WENDERS: There’s a certain elegance that has vanished. The elegance is in the cars; it’s in the elegance of camera movements; it’s in the elegance of these ladies and their wardrobe; it’s in the elegance of these sunglasses. It’s a certain lifestyle that is so associated with this classic Italian cinema: La Dolce Vita (1960), L’Avventura (1960). These mythical ladies like Monica Vitti, Sophia Loren, or [actor] Marcello [Mastroianni], they just represent something that seems long gone. It seems almost too good to be true that that ever existed.

ENAMORADO: Seeing the sunglasses and the glasses, being a fan of Buena Vista social club and, for me, being Latin, do you feel like you brought a little bit of that connection to ’50s Cuba into it it? Or is it just completely an Italian point of view?

WENDERS: No, the black and white idea brought a whole wealth of memories. It does evoke Cuba, of course, and it does evoke that fantastic music. One of my favorite black and white films of all time is called I am Cuba. It does involve a whole lifestyle— something to dream yourself into today.

ENAMORADO: At Interview, we shoot a lot of black and white, so we love that medium. Do you feel like that brings an iconic feeling to the piece?

WENDERS: It can make things so much more stylish. It’s almost scary how stylish things can look if you take the color out—how much more you see the essence of things and how much more something can appear elegant.

ENAMORADO: Was there something also included in the fashion in films of that era that you reacted to and wanted to bring to life?

WENDERS: We looked at all these great ladies and that wardrobe of the Italian cinema of the ’50s and ’60s. These were all great fashion icons. Also the men—their suits, their shoes. Accents in these films were so important; the flip of a cigarette or the way they put on their sunglasses. There’s nothing more beautiful than the cars of that period.  It was great to spend at least one day in that universe. We made the movie in just one day.  

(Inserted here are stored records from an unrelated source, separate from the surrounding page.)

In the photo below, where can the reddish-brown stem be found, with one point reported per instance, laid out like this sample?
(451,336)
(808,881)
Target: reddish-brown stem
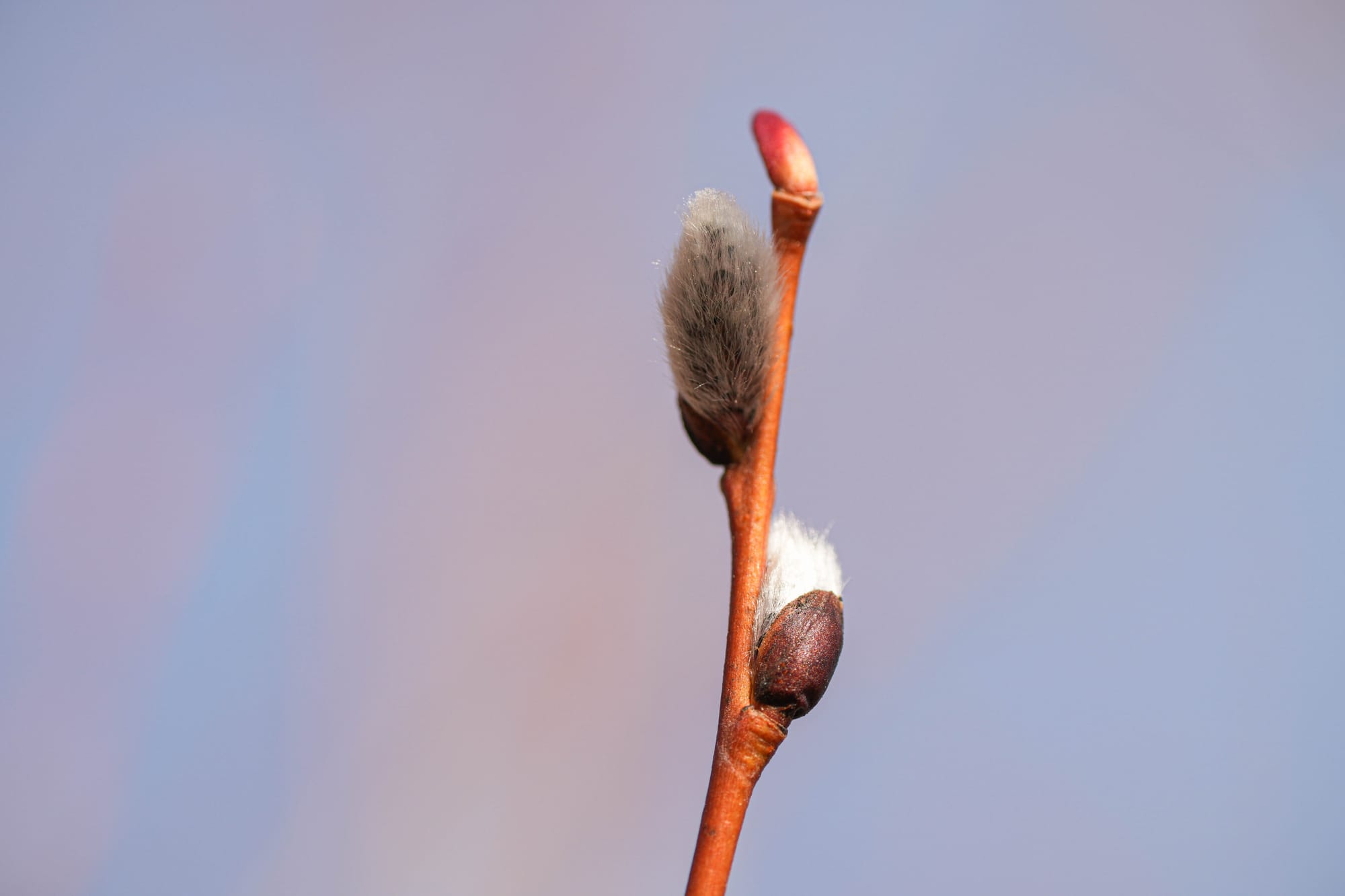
(748,736)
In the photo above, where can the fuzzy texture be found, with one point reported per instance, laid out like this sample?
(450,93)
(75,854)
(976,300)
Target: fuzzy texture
(720,304)
(798,560)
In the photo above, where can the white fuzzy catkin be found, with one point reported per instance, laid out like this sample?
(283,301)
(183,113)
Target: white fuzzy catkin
(720,304)
(798,560)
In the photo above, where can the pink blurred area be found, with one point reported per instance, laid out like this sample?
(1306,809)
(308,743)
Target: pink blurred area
(350,544)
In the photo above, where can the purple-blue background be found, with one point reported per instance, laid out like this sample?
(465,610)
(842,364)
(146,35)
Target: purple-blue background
(350,544)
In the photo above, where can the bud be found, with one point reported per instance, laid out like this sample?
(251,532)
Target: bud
(798,654)
(720,304)
(798,638)
(787,159)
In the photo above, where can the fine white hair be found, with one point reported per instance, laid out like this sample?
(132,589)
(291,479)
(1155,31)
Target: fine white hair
(798,560)
(720,304)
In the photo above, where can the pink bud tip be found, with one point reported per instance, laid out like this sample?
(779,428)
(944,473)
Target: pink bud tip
(787,159)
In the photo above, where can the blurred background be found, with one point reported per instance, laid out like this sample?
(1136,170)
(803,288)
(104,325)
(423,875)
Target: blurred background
(350,542)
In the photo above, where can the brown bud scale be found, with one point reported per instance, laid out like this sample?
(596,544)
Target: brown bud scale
(798,654)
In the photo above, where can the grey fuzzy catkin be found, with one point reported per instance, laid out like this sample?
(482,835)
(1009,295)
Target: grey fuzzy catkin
(720,304)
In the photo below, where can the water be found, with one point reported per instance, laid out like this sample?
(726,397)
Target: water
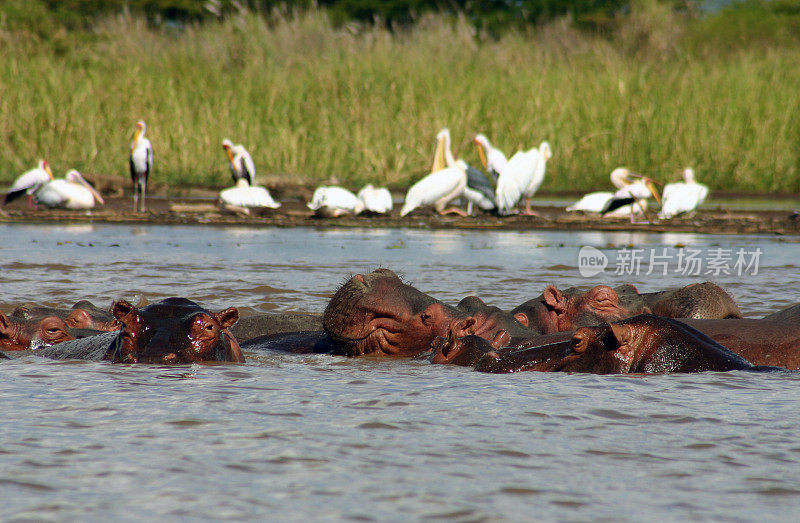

ENAMORADO: How much, beforehand, did you research or prep? What was the process leading up to that one day?

WENDERS: You have to be well prepared. I looked at lots of films and photographs, especially photographs. It’s in these photographs that I recognized the power and importance of paparazzo. I remember that even my first impression of Italian cinema was pictures by these paparazzi because my mom was reading all of these trash magazines with paparazzo pictures. That was before I saw an Italian movie—I was too young, but I saw all those photographs. So I liked the idea of the paparazzi. It seemed like it was such a crucial character. Of course today we don’t have any need for paparazzi because we’re our own paparazzi with our phones and the selfie. At the time, these guys filled an important social function. It was also funny to dream of the idea and this little love story that has this twist. I discovered this more or less in all the photographs I looked at and all the research we did on the period and the hundreds and hundreds of photographs of actors and film sets. Then, slowly, it started to shape up.

ENAMORADO: Do you remember the first Italian film that stayed with you?

WENDERS: One of the first, even though I was a little too young for it, was La Dolce Vita. Then I was old enough to see these films myself. L’Avventura was a great discovery. (1963)—all the great classic films. Then I also discovered the great neorealistic films of Vittorio De Sica, the real masterpieces. Miracle in Milan (1951) is one of the greatest movies of all time.